Trad. Lourdes Porta. Tusquets, Barcelona, 2008. 392 pp. 20 €
Pablo Gutiérrez
En el prólogo de la colección de relatos titulada Sauce ciego, mujer dormida, Haruki Murakami explica con sencillez la diferencia entre escribir cuentos y escribir novelas: los cuentos son un jardín; las novelas, un bosque. La naturaleza humanizada de los jardines es serena y confortable, cada cosa queda en su sitio, flores separadas de otras flores en limpios parterres, quizá un arroyo falso, una fuente vieja, no sé. El bosque, en cambio, es denso y oscuro, la luz no traspasa la fronda compacta de los árboles, temes no encontrar el camino de vuelta a casa. Pero, dejando a un lado tanta verdura metafórica, Murakami confiesa a continuación que «uno de los placeres de escribir cuentos es que no se tarda tanto en terminarlos. [...] Entras en una habitación, terminas tu trabajo y sales.» Resulta un poco obvio, ya, pero creo que hay más sustancia de lo que parece en esa frase. Después de todo, es una reflexión —aunque sea una reflexión pequeñita— sobre el pasmo terrible que el escritor siente delante de esa cosa espectral y proteica que tan pomposamente llamamos novela.
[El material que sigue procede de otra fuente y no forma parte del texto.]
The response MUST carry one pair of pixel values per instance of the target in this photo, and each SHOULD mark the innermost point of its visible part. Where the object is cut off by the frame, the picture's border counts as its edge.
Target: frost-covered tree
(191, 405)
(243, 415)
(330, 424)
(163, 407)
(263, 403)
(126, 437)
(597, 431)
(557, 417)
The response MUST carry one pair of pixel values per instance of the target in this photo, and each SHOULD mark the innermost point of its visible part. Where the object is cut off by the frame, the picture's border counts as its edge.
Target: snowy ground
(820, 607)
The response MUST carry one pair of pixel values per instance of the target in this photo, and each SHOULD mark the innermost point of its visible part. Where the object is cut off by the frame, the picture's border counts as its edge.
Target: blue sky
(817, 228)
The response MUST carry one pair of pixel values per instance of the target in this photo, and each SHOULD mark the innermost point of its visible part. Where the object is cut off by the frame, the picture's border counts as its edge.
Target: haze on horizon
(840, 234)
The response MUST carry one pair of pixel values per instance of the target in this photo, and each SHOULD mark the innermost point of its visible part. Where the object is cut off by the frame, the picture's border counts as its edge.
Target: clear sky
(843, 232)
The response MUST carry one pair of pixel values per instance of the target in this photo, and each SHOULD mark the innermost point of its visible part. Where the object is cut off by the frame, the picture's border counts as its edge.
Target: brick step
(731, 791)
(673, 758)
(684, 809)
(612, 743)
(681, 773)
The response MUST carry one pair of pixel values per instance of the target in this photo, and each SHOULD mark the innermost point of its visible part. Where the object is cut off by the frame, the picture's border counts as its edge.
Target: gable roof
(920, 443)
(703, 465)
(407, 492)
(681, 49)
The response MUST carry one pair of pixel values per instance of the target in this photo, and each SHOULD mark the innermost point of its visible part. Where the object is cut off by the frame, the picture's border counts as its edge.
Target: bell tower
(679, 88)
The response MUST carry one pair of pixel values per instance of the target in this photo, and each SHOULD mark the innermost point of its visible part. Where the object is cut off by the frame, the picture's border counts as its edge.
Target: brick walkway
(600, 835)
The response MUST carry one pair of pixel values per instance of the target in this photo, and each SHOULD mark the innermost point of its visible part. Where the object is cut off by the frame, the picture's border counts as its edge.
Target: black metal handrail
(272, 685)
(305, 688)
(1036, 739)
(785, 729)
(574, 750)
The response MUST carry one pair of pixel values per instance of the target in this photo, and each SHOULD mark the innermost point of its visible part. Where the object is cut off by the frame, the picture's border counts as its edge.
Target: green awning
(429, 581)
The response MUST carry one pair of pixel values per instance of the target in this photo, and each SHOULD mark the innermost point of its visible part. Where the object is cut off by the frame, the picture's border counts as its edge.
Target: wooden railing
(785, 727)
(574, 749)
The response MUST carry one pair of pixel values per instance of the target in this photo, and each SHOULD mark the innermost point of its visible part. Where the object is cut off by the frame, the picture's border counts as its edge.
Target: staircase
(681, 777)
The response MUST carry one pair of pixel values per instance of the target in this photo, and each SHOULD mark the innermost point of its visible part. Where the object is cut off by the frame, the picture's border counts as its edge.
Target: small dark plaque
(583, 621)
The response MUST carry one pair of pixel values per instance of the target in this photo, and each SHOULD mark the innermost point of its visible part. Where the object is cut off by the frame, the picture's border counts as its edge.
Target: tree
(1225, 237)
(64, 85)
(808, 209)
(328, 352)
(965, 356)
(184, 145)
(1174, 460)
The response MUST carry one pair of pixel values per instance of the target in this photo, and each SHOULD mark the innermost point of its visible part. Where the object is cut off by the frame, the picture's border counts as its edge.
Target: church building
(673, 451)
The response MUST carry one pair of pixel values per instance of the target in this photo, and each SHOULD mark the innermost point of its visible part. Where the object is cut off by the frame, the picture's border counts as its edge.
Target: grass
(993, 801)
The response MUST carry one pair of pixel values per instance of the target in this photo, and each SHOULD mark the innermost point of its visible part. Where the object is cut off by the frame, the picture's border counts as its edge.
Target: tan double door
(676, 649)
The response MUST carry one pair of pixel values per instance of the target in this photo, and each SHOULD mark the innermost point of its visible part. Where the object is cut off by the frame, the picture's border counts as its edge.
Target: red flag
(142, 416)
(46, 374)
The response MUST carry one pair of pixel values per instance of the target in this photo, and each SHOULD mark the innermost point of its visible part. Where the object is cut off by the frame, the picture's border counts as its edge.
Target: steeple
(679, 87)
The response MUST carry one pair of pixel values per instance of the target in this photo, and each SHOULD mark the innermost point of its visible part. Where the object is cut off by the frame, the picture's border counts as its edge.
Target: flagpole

El primer libro que leí de Haruki Murakami fue Tokio Blues. Lo leí de un soplo durante unas vacaciones, esos días largos de playa y vino suave. Probablemente puse mucho de mi parte para que me cautivara como lo hizo. Cuando los personajes me lanzaron la garra, yo ya les había ahuecado el cuello para que se sujetaran mejor. Dejé que se quedaran allí, me los llevé de paseo, les presenté a mis amigos, y me convertí en ese tipo tan pesado que siempre está hablando de Murakami. Antes de lanzarme a la segunda novela quise que pasaran la euforia y algunos meses. Me tomé mi tiempo, rechacé una, elegí otra, dudé, y finalmente una noche lo preparé todo para darme el banquete. El segundo Murakami sería Al sur de la frontera, al oeste del sol. Pero enseguida, ops-ops, enseguida vi que algo no iba bien. ¿Dónde estaban aquellas imágenes mudas, la hondura de los personajes sin rumbo, los contrastes, el silencio...? ¿Dónde? Murakami se había desvanecido, ay.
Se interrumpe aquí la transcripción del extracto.